Buck Rogers (1939)
5/10
Entertaining but weaker than the "Flash Gordon" franchise
23 August 2007
I can't help comparing this 1939 serial to "Flash Gordon" (1936) and "Flash Gordon Conquers the Universe" (1940). Although some of the special effects (the ray guns and fleets of spaceships) are superior, "Buck Rogers" is less fun. It's not the fault of Buster Crabbe, who invests Rogers with the same heroic energy he gave to Gordon. And Jackie Moran shines as sidekick Buddy Wade (in the newspaper strip he was Buddy Deering, Wilma's younger brother). But the other actors fall short. So does the story and pacing.

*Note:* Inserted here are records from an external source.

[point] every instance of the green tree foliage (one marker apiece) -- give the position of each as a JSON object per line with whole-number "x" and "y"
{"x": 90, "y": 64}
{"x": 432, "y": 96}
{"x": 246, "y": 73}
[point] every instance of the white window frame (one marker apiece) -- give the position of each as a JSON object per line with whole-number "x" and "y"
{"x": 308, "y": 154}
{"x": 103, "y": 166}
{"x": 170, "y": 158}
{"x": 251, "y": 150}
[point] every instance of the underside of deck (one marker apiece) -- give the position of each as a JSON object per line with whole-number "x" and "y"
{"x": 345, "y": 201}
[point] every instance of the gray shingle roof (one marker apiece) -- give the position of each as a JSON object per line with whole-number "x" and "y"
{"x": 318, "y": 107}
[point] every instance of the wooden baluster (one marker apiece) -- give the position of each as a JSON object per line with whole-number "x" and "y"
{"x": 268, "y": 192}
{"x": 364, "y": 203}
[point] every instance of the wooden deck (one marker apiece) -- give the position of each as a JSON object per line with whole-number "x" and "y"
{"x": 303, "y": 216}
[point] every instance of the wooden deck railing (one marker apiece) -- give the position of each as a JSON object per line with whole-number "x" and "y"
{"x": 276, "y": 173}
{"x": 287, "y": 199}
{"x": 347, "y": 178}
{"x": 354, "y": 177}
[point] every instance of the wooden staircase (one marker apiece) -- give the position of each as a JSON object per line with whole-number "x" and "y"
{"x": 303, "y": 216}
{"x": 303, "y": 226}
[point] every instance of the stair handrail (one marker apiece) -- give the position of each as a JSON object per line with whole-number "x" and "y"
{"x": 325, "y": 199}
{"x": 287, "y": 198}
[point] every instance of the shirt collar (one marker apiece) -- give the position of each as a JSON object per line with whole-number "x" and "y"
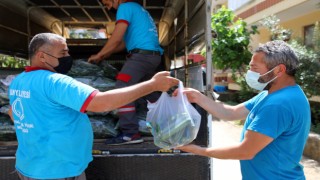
{"x": 34, "y": 68}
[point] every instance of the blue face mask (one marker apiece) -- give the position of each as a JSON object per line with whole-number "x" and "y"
{"x": 252, "y": 79}
{"x": 64, "y": 66}
{"x": 113, "y": 10}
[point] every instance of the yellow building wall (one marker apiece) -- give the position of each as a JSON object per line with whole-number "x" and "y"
{"x": 297, "y": 25}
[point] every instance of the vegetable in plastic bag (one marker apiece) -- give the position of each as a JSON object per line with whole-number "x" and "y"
{"x": 174, "y": 121}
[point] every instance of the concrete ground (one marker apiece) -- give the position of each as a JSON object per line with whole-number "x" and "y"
{"x": 226, "y": 133}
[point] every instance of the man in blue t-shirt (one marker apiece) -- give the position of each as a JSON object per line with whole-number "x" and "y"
{"x": 48, "y": 108}
{"x": 277, "y": 119}
{"x": 135, "y": 31}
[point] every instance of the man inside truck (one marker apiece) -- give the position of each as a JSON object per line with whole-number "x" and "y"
{"x": 135, "y": 31}
{"x": 277, "y": 119}
{"x": 54, "y": 134}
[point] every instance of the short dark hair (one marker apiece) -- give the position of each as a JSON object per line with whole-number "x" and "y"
{"x": 41, "y": 40}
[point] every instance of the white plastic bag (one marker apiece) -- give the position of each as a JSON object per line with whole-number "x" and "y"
{"x": 174, "y": 121}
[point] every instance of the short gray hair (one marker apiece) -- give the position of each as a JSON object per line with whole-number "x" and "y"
{"x": 41, "y": 40}
{"x": 278, "y": 52}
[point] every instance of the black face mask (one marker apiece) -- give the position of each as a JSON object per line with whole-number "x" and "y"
{"x": 64, "y": 66}
{"x": 113, "y": 10}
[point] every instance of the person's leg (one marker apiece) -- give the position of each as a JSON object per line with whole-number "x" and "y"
{"x": 137, "y": 68}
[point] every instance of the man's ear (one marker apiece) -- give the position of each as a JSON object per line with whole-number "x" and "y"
{"x": 40, "y": 55}
{"x": 281, "y": 70}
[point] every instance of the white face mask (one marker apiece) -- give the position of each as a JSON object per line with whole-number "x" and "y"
{"x": 253, "y": 77}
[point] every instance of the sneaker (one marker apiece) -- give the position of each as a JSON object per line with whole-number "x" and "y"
{"x": 125, "y": 139}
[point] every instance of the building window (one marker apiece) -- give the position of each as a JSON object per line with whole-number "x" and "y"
{"x": 308, "y": 35}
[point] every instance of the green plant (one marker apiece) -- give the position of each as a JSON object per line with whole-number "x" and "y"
{"x": 12, "y": 62}
{"x": 230, "y": 45}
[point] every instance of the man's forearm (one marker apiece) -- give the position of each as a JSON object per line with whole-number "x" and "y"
{"x": 110, "y": 100}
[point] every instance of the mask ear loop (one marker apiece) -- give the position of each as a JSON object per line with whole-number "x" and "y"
{"x": 267, "y": 73}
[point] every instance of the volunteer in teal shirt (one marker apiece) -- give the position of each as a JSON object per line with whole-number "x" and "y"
{"x": 277, "y": 120}
{"x": 284, "y": 116}
{"x": 52, "y": 129}
{"x": 136, "y": 32}
{"x": 48, "y": 108}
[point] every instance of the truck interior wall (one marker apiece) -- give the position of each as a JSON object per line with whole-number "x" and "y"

Anthony Wade's Killer Kane is a colorless villain, lacking the panache of Charles Middleton's gleefully evil Ming the Merciless. He badly needs a slinky, sinister Ardala Valmar to spice things up. Constance Moore is a competent Wilma Deering but there's no chemistry between her and Crabbe. Moore lacks the passion Jean Rogers exhibited as Dale Arden in the "Flash" series or the breezy camaraderie Erin Gray displayed as Wilma Deering in the 1980s "Buck Rogers" television show. C. Montague Shaw is OK as Doctor Huer but doesn't have nearly as much to do as Frank Shannon's Doctor Zarkov (again, from the "Flash" serials).

After an exciting start, the serial falls down in the latter six episodes. It is typical of the genre to have a late episode replay scenes from earlier in the series to pad things out. But "Buck Rogers" does this twice. Serial plots also tend to have a lot of captures, escapes, and re-captures. "Flash Gordon" broke the monotony by having these occur in a variety of ways in a variety of locations. "Buck Rogers" has only two destinations: Earth and Saturn. Both planets apparently share the same rocky desert terrain. Doctor Huer has only one technological gimmick to help Buck. The heroes get stranded by crashed spaceships seemingly every other episode. And Kane's goons never tumble to the fact that it's Rogers driving that rocket cruiser reported missing from their hangar.

Given it's charismatic hero and quality special effects, "Buck Rogers" could have equaled or surpassed "Flash Gordon" if it had had stronger writing or more energetic secondary characters. Unfortunately, it has neither.